Mais elle se montre constamment critique et hautaine vis à vis de Ginger, comme elle l’a toujours été. Elle fustige sa condition de modeste caissière, son niveau de vie, son appartement, le comportement turbulent de ses enfants, ses goûts vestimentaires et ses choix sentimentaux. En gros, elle lui reproche son manque d’ambition.

Très incisive quand il s’agit de juger les autres, Jasmine s’avère en revanche totalement incapable de réfléchir à sa propre condition et de se remettre en question. Elle refuse d’admettre sa déchéance sociale. Pour venir de New York, elle a voyagé en classe affaires, emportant avec elle des valises Vuitton. Elle a laissé un généreux pourboire au chauffeur de taxi. Comme si elle ne comprenait pas la délicate situation dans laquelle elle se trouve désormais…
Quand sa soeur et le nouveau petit-ami de celle-ci, Chili (Bobby Cannavale), lui proposent des pistes de reconversion professionnelle possible, elle se braque. Hors de question de s’abaisser à être caissière, vendeuse ou secrétaire. Elle ne veut que des métiers dignes de son standing. Le problème, c’est que si elle possède encore une certaine allure, elle ne possède aucun diplôme, aucune expérience professionnelle et aucune compétence…

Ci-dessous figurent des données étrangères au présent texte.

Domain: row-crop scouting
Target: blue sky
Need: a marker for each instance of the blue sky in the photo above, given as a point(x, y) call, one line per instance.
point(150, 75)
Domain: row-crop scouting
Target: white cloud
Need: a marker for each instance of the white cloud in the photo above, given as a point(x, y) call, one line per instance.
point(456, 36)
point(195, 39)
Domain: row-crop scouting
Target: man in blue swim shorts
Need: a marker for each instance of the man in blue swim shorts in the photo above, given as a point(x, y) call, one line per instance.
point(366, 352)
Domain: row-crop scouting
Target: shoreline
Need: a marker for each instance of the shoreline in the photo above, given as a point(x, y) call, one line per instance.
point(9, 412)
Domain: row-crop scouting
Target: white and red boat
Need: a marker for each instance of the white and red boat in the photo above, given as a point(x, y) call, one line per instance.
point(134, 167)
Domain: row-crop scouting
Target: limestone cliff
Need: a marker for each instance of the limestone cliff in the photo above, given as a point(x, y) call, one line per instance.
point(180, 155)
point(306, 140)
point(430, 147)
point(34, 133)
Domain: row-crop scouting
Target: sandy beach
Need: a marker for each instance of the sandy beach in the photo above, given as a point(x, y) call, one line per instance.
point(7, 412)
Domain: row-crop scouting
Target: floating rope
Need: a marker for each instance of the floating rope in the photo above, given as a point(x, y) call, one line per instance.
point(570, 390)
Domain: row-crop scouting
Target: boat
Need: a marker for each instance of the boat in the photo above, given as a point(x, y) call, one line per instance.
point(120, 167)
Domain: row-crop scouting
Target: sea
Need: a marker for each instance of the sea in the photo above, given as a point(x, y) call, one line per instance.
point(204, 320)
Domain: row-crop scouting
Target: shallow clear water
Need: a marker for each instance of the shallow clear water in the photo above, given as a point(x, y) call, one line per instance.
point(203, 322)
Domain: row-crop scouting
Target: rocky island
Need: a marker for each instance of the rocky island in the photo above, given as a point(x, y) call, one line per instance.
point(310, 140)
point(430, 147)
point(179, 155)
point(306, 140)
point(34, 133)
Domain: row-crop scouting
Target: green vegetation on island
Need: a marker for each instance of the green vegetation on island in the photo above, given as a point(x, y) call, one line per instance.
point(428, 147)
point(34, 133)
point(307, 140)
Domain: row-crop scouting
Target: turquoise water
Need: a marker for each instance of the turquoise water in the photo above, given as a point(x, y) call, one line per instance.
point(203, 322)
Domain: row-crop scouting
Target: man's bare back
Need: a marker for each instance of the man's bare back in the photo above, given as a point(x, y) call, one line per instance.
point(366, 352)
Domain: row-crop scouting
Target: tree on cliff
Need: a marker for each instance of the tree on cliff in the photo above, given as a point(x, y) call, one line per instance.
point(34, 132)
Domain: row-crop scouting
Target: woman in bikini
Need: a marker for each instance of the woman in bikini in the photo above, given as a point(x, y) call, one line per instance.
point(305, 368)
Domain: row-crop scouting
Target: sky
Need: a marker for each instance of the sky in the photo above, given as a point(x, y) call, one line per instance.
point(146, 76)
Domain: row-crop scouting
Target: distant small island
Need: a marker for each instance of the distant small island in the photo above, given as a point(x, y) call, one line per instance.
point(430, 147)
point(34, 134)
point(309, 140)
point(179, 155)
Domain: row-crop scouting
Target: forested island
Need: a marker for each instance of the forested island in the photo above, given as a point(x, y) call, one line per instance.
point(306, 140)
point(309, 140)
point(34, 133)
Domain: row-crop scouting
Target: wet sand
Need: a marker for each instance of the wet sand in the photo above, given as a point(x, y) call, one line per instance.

La seule idée à laquelle elle accroche est de faire une formation en ligne de décoratrice d’intérieur, car elle a toujours eu du goût en matière de mobilier et d’objets d’art. Mais avant cela, il lui faut déjà se former en informatique, puisque là encore, elle est totalement néophyte. Et cela représente un certain investissement, en temps et en argent.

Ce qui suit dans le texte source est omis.